Eduardo Jiménez J.
jimenezjeduardod@gmail.com
@ejj2107
El nacionalismo es una palabra bastante
ambigua y que, de llegar al poder, puede cubrir gobiernos democráticos o
autoritarios, de derecha o de izquierda. El gobierno de Hitler fue un gobierno
nacionalista y ya conocemos cómo terminó. Pero sin ir muy lejos, los gobiernos
de Evo Morales o Rafael Correa fueron considerados también nacionalistas; y el
de Humala empezó bajo las banderas del nacionalismo, con un programa de
gobierno que se llamó la gran
trasformación.
Desde
la gobernanza, el nacionalismo se puede definir como un gobierno que privilegia
lo nacional frente a lo foráneo; y si es de izquierda, dentro de lo nacional, prioriza
a los sectores menos favorecidos de la sociedad y revalora lo llamado autóctono.

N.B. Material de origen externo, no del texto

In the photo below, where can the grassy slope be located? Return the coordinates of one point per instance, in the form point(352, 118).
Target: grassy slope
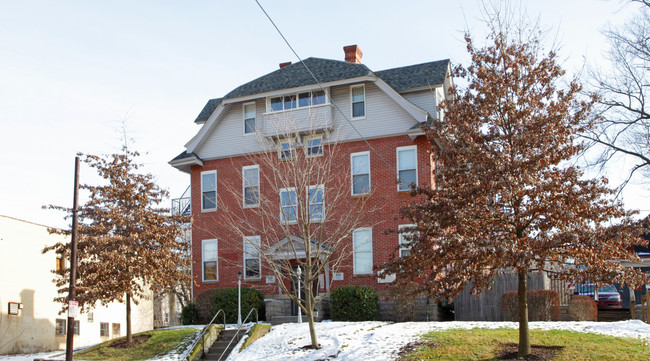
point(481, 344)
point(160, 343)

El “pueblo” o sus sinónimos es una constante en los discursos nacionalistas. Gobiernos
nacionalistas en la región fueron el de Juan Domingo Perón en la Argentina del
siglo pasado, favoreciendo populistamente a los llamados descamisados, o el de Juan
Velasco Alvarado (1968-75), con una serie de medidas reformistas bajo el
binomio pueblo-fuerza armada que trasformaron a la sociedad más allá de
los calificativos de valor que merezca su gobierno. Ya no hablemos de los
estados-nación en la Europa del siglo XIX, con idioma propio por añadidura. El
romanticismo europeo en las artes y las letras tuvo un típico rasgo
nacionalista.
Los
límites del nacionalismo están precisamente en tomar un camino u otro. No todo
nacionalismo es de izquierda (ejemplo: la Agrupación Nacional en Francia es de
derecha y xenófobo por añadidura, Vox en España de igual manera). O como un
nacionalismo que comienza en la izquierda y deviene luego hacia la derecha,
casos existen y bastantes, comenzando por casa. Precisamente al ser el
nacionalismo una ideología bastante gaseosa, amorfa, puede pasar de un extremo
a otro, sin necesidad de demasiados cambios en su “pensamiento”.
Y
el otro gran problema es cómo se aplica el nacionalismo en democracia.
Hay
nacionalismos que llegaron al poder por el voto popular e instalados en este,
se volvieron autoritarios, convirtiéndose en explosivos y peligrosos (el
gobierno de Hitler en la Alemania de los treinta, el de Hugo Chávez en la
Venezuela del 2000 o el ruso en la era Putin). En cambio, el nacionalismo que
respeta la democracia va a implicar consensos y aceptación del otro. No es
fácil. Reivindicar, por ejemplo, razas postergadas, sin que implique
eliminación de los demás. Nace el concepto de lo plurinacional.
Los
nacionalismos pueden ser xenófobos, de aversión a todo lo extranjero y de
valoración superlativa de lo “autóctono”; llegando a eliminar a los otros si
acceden al poder como en la Alemania nazi y el prototipo del ario puro como “la raza superior”. En el otro extremo puede parecer folclórico y
hasta cómico, como la “raza cobriza”, emblema de lo nacional en la ideología de
don Isaac Humala, padre del expresidente Humala. O abjurar de toda herencia
cultural de la conquista, como sucede con muchos grupos nacionalistas, cuyos
integrantes llevan nombres españoles, desconocen las lenguas nativas y hablan
el castellano por añadidura.
El
marbete de nacionalismo también puede encubrir cualquier aventura política en
nombre de los desposeídos. Y terminar en
comedia o, peor aún, en tragedia, como en la Venezuela post Chávez. O llegar a
extremos superlativos en la cultura y sociedad, como en la Cataluña actual,
abandonando el cosmopolitismo que la caracterizó en décadas pasadas (allí se
gestó el boom de la novela
latinoamericana en los años sesenta del siglo pasado) y abogar por una
separación política de España.
A
diferencia de lo que creen ciertos liberales, no todo nacionalismo es malo. Es
más, se puede ser un liberal con toques nacionalistas. Siempre es bueno en una
cuota moderada, para la estima nacional y sin que haga daño a propios o
extraños, como sucede con nuestra gastronomía, reconocida mundialmente. Es una
forma de nacionalismo positivo que
permite cohesionar socialmente a una nación heterogénea como la nuestra. Y si
nos ponemos un poco intelectuales, podemos incluir dentro de este nacionalismo
positivo a nuestra prosa. Tenemos una pléyade de narradores y ensayistas de primer
nivel, y con cierto orgullo nacional, hasta un Premio Nobel. Y ya no hablemos
de los poetas, entre vivos y muertos, muy reconocidos afuera.
El
nacionalismo es nefasto cuando se sale de toda proporción (creer por ejemplo en
razas superiores o en que nuestra gastronomía es la mejor del mundo), o cuando accede
al poder con políticas de exclusión y hasta de exterminio del Otro. Pero, en
dosis moderadas hasta es bueno, implica autoestima de un pueblo por lo suyo.